For showrooms running across multiple physical locations or supplying from multiple warehouses, the stock layer connects back to the multi-warehouse architecture we documented in our piece on multi-warehouse inventory sync. The tablet shows not just whether the SKU exists, but which location holds it and how soon it can move to the customer.
What this means for the printed-catalogue budget
The numbers tend to surprise founders who run the comparison. A printed catalogue for a premium showroom of 1,500 SKUs typically costs 3 to 8 lakh rupees per print run, depending on quality. The run happens once a year. The catalogue is meaningfully accurate for the first three months.
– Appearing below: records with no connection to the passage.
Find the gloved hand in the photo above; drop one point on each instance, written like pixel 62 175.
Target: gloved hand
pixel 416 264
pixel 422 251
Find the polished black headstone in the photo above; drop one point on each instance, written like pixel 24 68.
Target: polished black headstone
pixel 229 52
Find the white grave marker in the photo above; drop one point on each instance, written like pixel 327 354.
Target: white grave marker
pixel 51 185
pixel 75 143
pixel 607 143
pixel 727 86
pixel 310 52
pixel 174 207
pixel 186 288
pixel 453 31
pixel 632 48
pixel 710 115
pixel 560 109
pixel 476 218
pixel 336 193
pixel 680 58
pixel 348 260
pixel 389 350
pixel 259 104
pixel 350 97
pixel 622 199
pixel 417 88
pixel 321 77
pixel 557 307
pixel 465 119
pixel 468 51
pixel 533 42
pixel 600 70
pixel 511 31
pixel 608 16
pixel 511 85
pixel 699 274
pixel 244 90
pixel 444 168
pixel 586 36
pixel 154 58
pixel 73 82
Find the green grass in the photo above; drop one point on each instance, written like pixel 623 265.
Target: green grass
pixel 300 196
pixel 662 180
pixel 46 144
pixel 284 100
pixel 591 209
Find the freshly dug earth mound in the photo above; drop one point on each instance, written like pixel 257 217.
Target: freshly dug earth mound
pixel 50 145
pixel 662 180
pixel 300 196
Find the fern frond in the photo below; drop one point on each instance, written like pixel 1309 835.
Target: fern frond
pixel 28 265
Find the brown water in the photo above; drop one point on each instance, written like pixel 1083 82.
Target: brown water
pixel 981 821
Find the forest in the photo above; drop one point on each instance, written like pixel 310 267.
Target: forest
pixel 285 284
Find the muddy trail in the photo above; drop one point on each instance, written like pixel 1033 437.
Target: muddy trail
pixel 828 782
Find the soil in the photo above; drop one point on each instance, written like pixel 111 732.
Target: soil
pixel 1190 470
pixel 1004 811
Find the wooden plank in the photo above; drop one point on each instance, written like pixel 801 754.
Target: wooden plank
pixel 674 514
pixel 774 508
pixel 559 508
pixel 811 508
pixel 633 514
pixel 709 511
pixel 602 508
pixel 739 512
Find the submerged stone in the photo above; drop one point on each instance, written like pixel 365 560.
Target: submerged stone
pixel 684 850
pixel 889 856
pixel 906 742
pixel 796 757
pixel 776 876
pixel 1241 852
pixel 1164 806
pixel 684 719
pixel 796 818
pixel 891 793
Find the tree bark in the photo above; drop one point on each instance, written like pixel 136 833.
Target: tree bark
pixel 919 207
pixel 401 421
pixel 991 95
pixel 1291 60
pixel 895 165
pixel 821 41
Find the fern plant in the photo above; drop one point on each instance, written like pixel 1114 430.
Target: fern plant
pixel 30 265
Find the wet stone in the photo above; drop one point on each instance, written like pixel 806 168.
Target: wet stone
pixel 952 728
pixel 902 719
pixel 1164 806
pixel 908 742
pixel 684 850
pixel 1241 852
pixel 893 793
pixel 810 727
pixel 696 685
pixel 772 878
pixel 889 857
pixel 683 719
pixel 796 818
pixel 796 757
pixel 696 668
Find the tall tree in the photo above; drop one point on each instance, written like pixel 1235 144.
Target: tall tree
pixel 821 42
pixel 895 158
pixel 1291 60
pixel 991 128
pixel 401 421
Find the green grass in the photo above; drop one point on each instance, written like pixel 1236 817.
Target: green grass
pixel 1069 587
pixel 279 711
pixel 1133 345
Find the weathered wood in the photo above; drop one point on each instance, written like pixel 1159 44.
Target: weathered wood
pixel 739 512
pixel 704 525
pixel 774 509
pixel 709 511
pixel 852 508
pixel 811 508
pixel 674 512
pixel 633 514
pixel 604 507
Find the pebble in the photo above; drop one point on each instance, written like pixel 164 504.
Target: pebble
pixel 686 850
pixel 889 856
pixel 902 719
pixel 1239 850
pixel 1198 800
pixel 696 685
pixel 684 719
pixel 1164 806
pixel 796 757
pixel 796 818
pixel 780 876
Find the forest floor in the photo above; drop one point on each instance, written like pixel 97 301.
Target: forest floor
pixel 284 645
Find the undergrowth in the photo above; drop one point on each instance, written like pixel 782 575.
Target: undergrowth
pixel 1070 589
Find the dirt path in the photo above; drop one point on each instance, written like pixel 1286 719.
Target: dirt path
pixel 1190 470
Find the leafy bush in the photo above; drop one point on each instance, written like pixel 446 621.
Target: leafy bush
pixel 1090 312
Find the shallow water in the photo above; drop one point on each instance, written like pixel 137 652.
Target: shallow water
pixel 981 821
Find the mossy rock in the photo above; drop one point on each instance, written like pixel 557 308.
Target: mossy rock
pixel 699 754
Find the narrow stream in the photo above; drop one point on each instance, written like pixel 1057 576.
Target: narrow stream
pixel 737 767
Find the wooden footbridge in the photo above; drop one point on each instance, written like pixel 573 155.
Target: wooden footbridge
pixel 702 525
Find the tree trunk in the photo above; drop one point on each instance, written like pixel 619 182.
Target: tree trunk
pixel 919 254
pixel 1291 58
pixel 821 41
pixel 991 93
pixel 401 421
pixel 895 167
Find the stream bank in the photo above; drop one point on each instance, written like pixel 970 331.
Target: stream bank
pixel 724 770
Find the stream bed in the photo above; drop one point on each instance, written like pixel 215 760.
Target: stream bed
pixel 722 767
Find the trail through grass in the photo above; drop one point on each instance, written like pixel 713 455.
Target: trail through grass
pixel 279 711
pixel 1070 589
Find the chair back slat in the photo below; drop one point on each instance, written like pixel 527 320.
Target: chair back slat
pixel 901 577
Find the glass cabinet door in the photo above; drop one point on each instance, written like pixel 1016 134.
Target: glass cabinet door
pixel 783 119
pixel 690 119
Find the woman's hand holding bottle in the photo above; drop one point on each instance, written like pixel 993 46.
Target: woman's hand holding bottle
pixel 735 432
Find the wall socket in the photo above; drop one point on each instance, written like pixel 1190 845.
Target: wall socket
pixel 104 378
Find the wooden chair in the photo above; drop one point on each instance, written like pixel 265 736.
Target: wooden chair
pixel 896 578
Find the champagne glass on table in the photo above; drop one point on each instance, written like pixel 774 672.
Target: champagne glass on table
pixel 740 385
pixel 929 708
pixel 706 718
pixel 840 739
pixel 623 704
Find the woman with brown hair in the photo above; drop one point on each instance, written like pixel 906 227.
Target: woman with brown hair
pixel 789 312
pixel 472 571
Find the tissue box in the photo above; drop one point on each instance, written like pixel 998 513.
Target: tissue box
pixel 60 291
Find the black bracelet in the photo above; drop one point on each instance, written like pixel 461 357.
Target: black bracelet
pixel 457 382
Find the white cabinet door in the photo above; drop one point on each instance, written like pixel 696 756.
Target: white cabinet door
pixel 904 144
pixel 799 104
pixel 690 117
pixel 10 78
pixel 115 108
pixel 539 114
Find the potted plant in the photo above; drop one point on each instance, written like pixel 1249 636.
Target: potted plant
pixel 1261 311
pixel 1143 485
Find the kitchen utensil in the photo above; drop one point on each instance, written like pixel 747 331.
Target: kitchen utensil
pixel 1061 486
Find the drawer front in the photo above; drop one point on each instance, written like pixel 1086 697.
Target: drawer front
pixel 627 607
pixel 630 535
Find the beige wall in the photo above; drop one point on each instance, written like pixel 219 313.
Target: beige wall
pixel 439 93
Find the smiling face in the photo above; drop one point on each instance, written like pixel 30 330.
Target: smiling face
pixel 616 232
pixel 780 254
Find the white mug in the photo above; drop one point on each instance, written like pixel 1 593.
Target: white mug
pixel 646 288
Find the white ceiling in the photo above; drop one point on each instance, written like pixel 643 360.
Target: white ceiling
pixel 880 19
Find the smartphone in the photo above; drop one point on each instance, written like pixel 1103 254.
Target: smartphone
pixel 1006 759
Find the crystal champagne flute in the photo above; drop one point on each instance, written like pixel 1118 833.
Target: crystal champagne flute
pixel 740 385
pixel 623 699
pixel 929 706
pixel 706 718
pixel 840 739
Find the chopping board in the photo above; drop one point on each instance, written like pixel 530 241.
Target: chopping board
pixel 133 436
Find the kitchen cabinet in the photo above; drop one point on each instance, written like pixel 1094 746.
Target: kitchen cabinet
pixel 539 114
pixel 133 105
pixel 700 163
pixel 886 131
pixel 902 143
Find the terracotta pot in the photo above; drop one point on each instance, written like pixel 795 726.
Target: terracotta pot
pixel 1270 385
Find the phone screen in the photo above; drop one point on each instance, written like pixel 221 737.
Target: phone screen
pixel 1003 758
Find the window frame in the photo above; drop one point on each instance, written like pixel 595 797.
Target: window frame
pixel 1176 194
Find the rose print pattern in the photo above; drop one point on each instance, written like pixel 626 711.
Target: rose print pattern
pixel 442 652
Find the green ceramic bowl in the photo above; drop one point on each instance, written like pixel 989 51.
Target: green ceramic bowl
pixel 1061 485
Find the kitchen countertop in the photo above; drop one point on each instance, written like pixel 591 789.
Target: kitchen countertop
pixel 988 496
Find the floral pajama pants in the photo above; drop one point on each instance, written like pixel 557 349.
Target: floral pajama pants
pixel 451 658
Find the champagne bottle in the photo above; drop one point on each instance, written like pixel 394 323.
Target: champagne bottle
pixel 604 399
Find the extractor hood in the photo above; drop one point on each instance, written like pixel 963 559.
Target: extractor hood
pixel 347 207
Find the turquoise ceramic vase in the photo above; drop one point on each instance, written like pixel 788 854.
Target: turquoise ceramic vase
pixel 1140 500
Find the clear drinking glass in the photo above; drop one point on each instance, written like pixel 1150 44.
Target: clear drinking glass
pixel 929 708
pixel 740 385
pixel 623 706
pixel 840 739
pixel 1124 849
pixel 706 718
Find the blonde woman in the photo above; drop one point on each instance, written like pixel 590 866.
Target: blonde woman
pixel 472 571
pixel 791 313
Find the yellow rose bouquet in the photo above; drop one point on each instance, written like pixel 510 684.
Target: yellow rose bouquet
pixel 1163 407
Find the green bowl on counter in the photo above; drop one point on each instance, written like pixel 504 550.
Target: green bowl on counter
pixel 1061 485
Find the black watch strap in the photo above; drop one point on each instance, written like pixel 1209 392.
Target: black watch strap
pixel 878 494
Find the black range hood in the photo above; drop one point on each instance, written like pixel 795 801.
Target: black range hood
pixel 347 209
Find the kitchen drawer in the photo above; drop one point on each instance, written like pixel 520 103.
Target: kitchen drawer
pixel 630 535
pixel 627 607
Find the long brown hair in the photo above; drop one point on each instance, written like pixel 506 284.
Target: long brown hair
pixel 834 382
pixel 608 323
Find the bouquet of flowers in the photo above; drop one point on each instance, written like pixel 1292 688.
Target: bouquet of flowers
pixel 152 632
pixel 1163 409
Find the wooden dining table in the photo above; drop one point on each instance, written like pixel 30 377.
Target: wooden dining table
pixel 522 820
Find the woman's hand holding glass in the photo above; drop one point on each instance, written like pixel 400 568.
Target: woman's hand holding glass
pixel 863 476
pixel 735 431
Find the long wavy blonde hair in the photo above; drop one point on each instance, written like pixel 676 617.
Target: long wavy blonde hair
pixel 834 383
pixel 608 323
A digital catalogue, built as part of the showroom ERP, costs 5 to 12 lakh rupees once and is accurate every day for the next several years. Tablet hardware adds 80,000 to 1.5 lakh rupees in one-time spend for a typical showroom of three to six salespeople. Annual cost is essentially zero beyond the existing ERP partnership.
The build cost is recovered within one to two print cycles. The capability is permanent. The customer experience is materially better. The salespeople's productivity rises because they spend less time in the back office.
A founder running a premium showroom should treat the catalogue not as marketing collateral but as operational infrastructure. The catalogue is the surface through which the customer's selection becomes a proforma becomes an order. Built right, the catalogue is part of the firm's internal systems. Built as a printed coffee-table book, it is decoration that ages quickly.
Decision infrastructure for a premium showroom includes the tablet in the salesperson's hand that holds the current catalogue, the live stock, the proforma in progress, and the share-to-WhatsApp action. When all four are integrated, the showroom is operating at the level of capability the premium category deserves.